Automatically Resuming Requeueing

Samuel Larkin edited this page Jul 29, 2021 · 1 revision

How to I get my job to requeue after my time limit?

Here’s a skeleton of what our jobs look like. Please check your job once it is running to dial down the number of cpus and memory needed. If we don’t use the node’s full resources, it would be nice to be able to submit other cpu-only jobs, aka none gpu jobs on those nodes.

Important steps in order to get automatic requeueing working:

  • Ask slurm to send you a signal 30 seconds before the end of your time limit --signal=B:USR1@30
  • Have a thread listen to the requested signal trap _requeue USR1
  • Send your MAIN process in the background and wait for it otherwise your _requeue function will NEVER get a chance to run.
#SBATCH --job-name=WMT21.training
#SBATCH --comment="Thanks Samuel Larkin for showing me how to work with Slurm"
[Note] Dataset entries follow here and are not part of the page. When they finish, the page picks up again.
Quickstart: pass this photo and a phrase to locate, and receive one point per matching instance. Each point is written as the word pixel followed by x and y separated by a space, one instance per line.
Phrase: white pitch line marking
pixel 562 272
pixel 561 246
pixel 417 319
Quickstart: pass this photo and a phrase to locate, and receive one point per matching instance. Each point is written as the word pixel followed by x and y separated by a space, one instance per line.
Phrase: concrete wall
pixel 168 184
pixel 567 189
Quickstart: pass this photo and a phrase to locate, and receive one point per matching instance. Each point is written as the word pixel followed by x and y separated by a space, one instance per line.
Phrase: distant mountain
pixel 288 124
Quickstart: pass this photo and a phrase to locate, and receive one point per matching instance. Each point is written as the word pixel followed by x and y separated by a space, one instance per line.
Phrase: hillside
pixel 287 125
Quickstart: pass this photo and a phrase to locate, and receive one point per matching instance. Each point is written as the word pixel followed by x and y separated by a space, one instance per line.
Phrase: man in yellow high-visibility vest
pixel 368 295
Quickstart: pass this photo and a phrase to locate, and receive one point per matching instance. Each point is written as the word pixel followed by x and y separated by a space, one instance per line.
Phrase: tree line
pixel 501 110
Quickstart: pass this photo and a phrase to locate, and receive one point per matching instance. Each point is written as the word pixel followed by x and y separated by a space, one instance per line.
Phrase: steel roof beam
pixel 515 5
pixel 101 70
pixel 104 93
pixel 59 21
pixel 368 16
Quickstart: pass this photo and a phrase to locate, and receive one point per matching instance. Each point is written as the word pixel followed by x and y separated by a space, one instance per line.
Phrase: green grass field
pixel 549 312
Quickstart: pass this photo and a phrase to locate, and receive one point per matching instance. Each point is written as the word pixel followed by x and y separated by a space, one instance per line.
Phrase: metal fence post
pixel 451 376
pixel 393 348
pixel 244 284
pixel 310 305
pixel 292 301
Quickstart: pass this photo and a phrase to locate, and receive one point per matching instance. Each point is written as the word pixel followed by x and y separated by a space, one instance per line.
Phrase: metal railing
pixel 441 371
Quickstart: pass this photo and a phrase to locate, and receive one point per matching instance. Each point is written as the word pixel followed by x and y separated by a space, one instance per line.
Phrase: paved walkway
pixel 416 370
#SBATCH --partition=TrixieMain
#SBATCH --account=dt-mtp
#SBATCH --gres=gpu:4
#SBATCH --time=12:00:00                                                                                                                                                      #SBATCH --exclude=cn125
#SBATCH --nodes=1
#SBATCH --ntasks-per-node=1                                                                                                                                                  #SBATCH --cpus-per-task=24
#SBATCH --mem=40G
# To reserve a whole node for yourself
####SBATCH --exclusive
#SBATCH --open-mode=append
#SBATCH --requeue
#SBATCH --signal=B:USR1@30
#SBATCH --output=%x-%j.out                                                                                                                                                   

# Requeueing on Trixie
# [source](https://www.sherlock.stanford.edu/docs/user-guide/running-jobs/)
# [source](https://hpc-uit.readthedocs.io/en/latest/jobs/examples.html#how-to-recover-files-before-a-job-times-out)
function _requeue {
   echo "BASH - trapping signal 10 - requeueing $SLURM_JOBID"
   date
   # This would allow to generically requeue any job but since we are using XLM
   # which is slurm aware, XLM could save its model before requeueing.
   scontrol requeue $SLURM_JOBID
}

if [[ -n "$SLURM_JOBID" ]]; then
   trap _requeue USR1
fi


time python –m sockeye.train …. &
wait

where time python –m sockeye.train …. is the process you want to run.